SDT: Solicitor admitted misconduct

A solicitor who “repeatedly” transferred money from client to office account to prop up his firm has been struck off by the Solicitor Disciplinary Tribunal (SDT).

Dominic Leon Macknight admitted acting dishonestly in making the improper withdrawals, which left a shortage of at least £16,300 on client account, and in deliberately misleading the Solicitors Regulation Authority (SRA) about what happened.

Mr Macknight, admitted in 2016, became director, sole manager and sole shareholder of Lawson Taylor, based in Blackburn and specialising in personal injury, in the autumn of 2021.

The SRA received two reports in the summer of 2022 relating to Mr Macknight and his firm’s “responsiveness to their client issues”.
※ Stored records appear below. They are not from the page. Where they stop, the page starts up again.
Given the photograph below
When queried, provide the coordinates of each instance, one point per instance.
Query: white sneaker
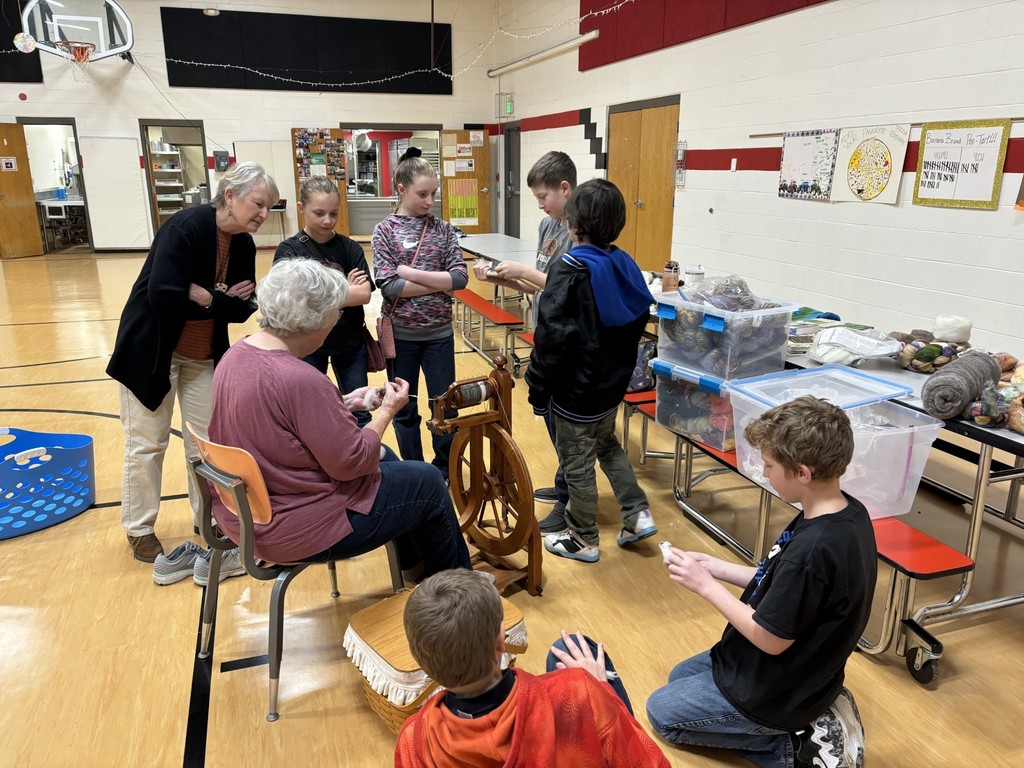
(836, 739)
(177, 565)
(230, 565)
(567, 544)
(643, 527)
The regulator launched an investigation in October 2022; he responded by saying he intended to close the firm because of financial difficulties, a downturn in personal injury work and his father’s ill health.
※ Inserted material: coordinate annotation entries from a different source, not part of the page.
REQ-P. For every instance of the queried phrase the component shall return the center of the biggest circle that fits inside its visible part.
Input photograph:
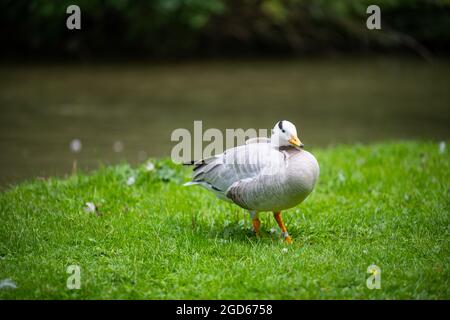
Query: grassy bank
(384, 204)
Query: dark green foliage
(162, 28)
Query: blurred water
(127, 112)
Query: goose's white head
(285, 134)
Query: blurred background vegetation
(199, 28)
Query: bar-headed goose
(263, 175)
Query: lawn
(385, 204)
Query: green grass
(384, 204)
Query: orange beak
(295, 141)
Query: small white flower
(118, 146)
(142, 155)
(90, 207)
(149, 166)
(7, 284)
(75, 145)
(131, 180)
(442, 147)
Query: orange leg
(277, 216)
(255, 221)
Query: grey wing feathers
(218, 173)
The law firm had not completed compliant client account reconciliations since the end of August 2021 and, as a result, the SRA “was unable to establish whether the firm held sufficient funds in the client bank account to meet its liabilities to clients”. The SRA shut it down in December 2022.

Mr Macknight admitted all the allegations against him. He admitted acting dishonestly in making improper withdrawals from client to office account and failing to “promptly replace” the £16,300 shortage.
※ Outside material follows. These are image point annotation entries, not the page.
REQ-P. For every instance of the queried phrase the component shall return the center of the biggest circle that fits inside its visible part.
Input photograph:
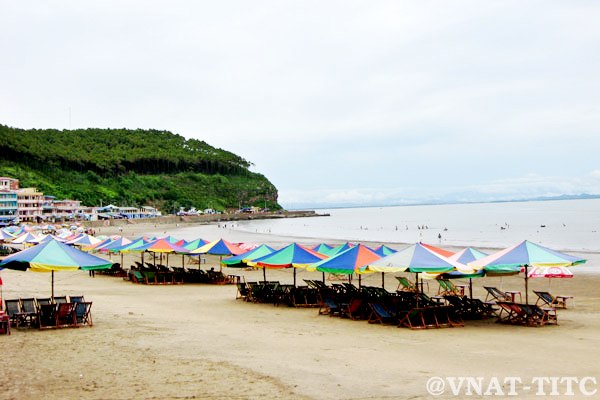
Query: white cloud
(419, 99)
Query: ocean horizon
(565, 225)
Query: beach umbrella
(466, 256)
(161, 246)
(524, 255)
(5, 236)
(23, 238)
(293, 255)
(384, 250)
(338, 249)
(322, 248)
(195, 244)
(84, 241)
(240, 261)
(417, 258)
(51, 256)
(550, 272)
(348, 262)
(445, 253)
(129, 247)
(119, 242)
(219, 247)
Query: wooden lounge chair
(83, 316)
(405, 285)
(13, 310)
(65, 315)
(47, 316)
(379, 315)
(329, 306)
(28, 314)
(76, 299)
(448, 288)
(43, 300)
(550, 300)
(355, 309)
(497, 294)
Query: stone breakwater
(205, 218)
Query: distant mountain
(132, 168)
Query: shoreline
(198, 341)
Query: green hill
(132, 168)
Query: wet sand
(197, 341)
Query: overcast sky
(336, 102)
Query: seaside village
(418, 286)
(27, 205)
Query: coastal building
(114, 212)
(8, 207)
(8, 183)
(29, 204)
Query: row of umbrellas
(419, 258)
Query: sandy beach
(198, 341)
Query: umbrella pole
(417, 286)
(471, 288)
(526, 286)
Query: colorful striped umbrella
(293, 255)
(416, 258)
(219, 247)
(195, 244)
(322, 248)
(51, 256)
(384, 250)
(240, 261)
(524, 255)
(161, 246)
(338, 249)
(348, 262)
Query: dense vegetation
(131, 168)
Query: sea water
(564, 225)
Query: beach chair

In its evidence, the SRA said the solicitor admitted that he made two withdrawals worth £4,600 “to ensure the debit balance on the firm’s office bank account did not exceed £30,000 because the firm did not have an authorised overdraft facility”.

The SRA said he also told them: “I knew at the time when I transferred the money it did not belong to the firm. I’ve been winging and praying it – I can see that I am a risk to the profession.”

Mr Macknight admitted providing the SRA with “inaccurate and/or misleading explanations” between October 2022 and July 2023.

The SRA said that during an interview on 20 October 2022, he gave “a number of answers which he subsequently admitted were untrue and therefore misleading”.

He said the law firm had no judgment debts against it, when it had five; he said it had a bookkeeper, when the bookkeeper had resigned; and he told the SRA the firm’s books were up-to-date “when this was not true because the books had not been done since he took over the firm”.

Mr Macknight also admitted breaching the accounts rules by failing to ensure that reconciliations were carried out.

The SDT found that his misconduct had been motivated by “his and the firm’s financial difficulties”. It had been “planned and deliberate and had been repeated over a considerable period of time”.

By admitting the misconduct, the solicitor “had shown some level of genuine insight”, but the full admission had been made at a “very late stage of the proceedings”, at the hearing. There were “no mitigating factors to be taken into account” in determining the sanction.

While he had experienced “difficult personal circumstances”, they did not relate to his dishonest conduct and so “did not amount to exceptional circumstances” that would mitigate against the usual sanction of a strike-off.

On costs, the tribunal concluded that Mr Macknight had “insufficient financial means and inability to pay” the SRA’s costs, which came to over £9,300. There was no order for costs.